If your company’s exit strategy is an IPO, one thing to consider is the time it usually takes for this to happen since its foundation. This varies between companies and industries, but here are a couple of examples: for a software business, the median time between founding and exiting has been nine years. For e-commerces, it has been six years, and for hardware companies, eleven years.
Some companies have a buy-back policy for employees, in which you have the right to sell your stock back to the company upon leaving. Other companies operate in industries where it is common for bigger, publicly-traded companies to acquire smaller players, which could mean that your shares in the original company could be swapped for publicly-traded shares from the buyer company - and you’d get liquidity. However, it may also mean that you’ll have to wait for a second vesting period, especially for higher management positions. Mergers and acquisitions are the most common type of exit for private companies, so keep an eye on that.
Before accepting the job
- Ask what their exit strategy is.

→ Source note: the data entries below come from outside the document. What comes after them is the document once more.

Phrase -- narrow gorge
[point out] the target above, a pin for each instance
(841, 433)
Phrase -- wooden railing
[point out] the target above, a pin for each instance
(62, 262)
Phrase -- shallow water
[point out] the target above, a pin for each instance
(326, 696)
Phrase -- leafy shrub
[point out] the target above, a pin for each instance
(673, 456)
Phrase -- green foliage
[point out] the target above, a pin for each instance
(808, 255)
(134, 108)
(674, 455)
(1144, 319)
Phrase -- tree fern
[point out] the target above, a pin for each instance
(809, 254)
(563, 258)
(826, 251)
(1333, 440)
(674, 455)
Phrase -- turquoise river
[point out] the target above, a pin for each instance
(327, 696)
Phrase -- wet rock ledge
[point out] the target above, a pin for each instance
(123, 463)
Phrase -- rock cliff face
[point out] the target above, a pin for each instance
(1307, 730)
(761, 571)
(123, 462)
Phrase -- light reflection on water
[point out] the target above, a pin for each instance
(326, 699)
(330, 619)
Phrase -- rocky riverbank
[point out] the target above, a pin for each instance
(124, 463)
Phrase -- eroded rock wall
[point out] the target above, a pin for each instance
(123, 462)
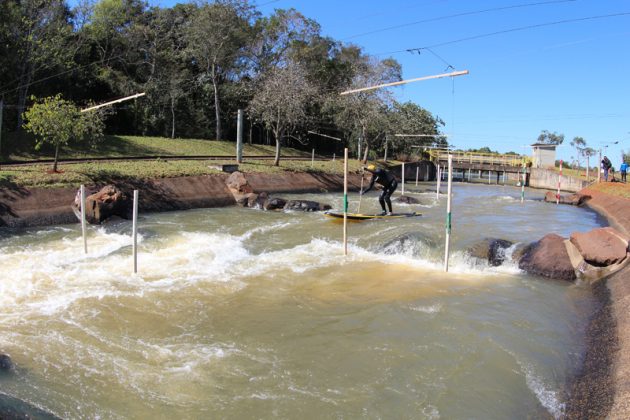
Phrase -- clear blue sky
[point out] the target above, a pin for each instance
(571, 78)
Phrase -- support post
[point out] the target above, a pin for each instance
(523, 183)
(345, 201)
(449, 194)
(239, 137)
(559, 181)
(135, 231)
(83, 221)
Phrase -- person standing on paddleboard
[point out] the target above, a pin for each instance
(389, 183)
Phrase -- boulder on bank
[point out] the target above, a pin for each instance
(109, 201)
(407, 200)
(305, 205)
(601, 247)
(571, 199)
(491, 250)
(6, 364)
(548, 258)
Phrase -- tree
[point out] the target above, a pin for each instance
(58, 121)
(546, 137)
(281, 101)
(218, 35)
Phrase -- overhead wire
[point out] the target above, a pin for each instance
(445, 17)
(520, 28)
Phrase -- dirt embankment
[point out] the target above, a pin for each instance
(602, 390)
(20, 207)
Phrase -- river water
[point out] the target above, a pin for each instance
(242, 313)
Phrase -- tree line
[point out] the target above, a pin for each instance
(198, 64)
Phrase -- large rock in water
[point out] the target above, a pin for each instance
(491, 250)
(548, 258)
(407, 200)
(109, 201)
(6, 364)
(572, 199)
(601, 247)
(240, 188)
(305, 205)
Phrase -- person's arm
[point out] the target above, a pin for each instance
(371, 184)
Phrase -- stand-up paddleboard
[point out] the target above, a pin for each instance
(358, 216)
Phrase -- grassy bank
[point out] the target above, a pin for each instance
(73, 175)
(135, 146)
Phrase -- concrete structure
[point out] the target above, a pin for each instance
(543, 155)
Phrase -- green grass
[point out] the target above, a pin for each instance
(73, 175)
(135, 146)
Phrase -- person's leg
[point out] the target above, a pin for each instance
(381, 200)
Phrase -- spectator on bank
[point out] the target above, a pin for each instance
(606, 165)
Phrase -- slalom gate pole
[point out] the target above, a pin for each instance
(449, 195)
(345, 201)
(83, 221)
(135, 231)
(559, 180)
(402, 176)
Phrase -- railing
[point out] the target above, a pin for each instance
(479, 158)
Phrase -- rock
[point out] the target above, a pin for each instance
(601, 247)
(275, 204)
(548, 258)
(237, 183)
(416, 244)
(407, 200)
(6, 364)
(305, 205)
(491, 250)
(108, 202)
(572, 199)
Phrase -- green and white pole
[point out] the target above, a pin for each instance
(523, 184)
(345, 201)
(449, 195)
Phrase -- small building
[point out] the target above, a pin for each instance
(543, 155)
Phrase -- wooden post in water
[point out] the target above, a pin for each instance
(345, 201)
(449, 193)
(83, 221)
(135, 231)
(559, 181)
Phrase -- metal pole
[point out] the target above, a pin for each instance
(239, 137)
(135, 231)
(345, 201)
(523, 183)
(402, 176)
(449, 194)
(386, 144)
(83, 222)
(559, 180)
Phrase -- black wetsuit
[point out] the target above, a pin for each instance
(389, 183)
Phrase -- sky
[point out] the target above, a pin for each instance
(533, 65)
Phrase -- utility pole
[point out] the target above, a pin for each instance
(239, 137)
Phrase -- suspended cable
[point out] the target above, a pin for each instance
(475, 12)
(521, 28)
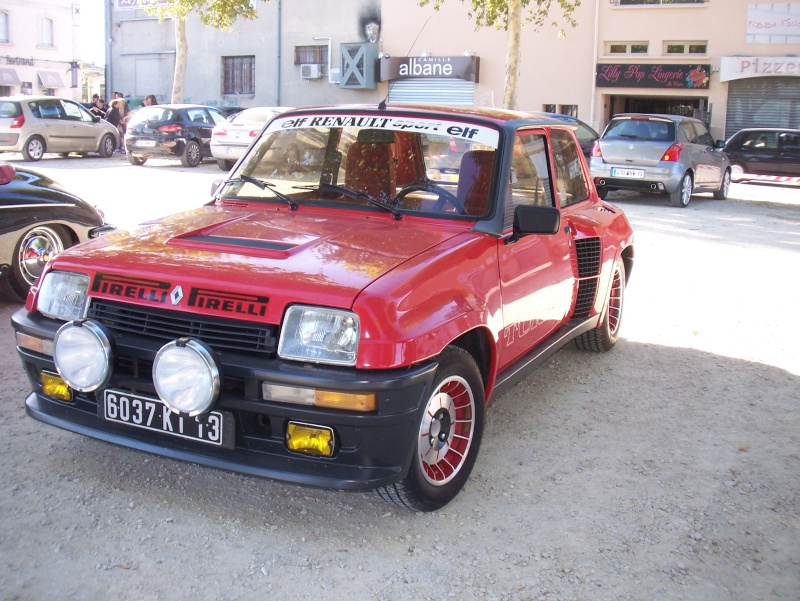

Then, consider how long this will take and if that time frame is aligned with your expectations.
- Find out if there have been acquisitions in this industry (and the size of those deals) to determine if that could be a path to liquidity.
All the items I lay out here won’t ever be simultaneously perfect. If the stars aligned and every aspect of a job offer was exceptional, you would probably not be reading this article to make such a no-brainer decision. However, in the real world you have to consider trade-offs and make choices. For example, maybe a company doesn’t offer you a lot of equity but has a solid liquidity proposition. Or perhaps it has a stellar team that makes up for a culture that is not super strong yet. Just keep in mind that the sooner you start thinking and acting purposefully towards growth, the greater your results will be.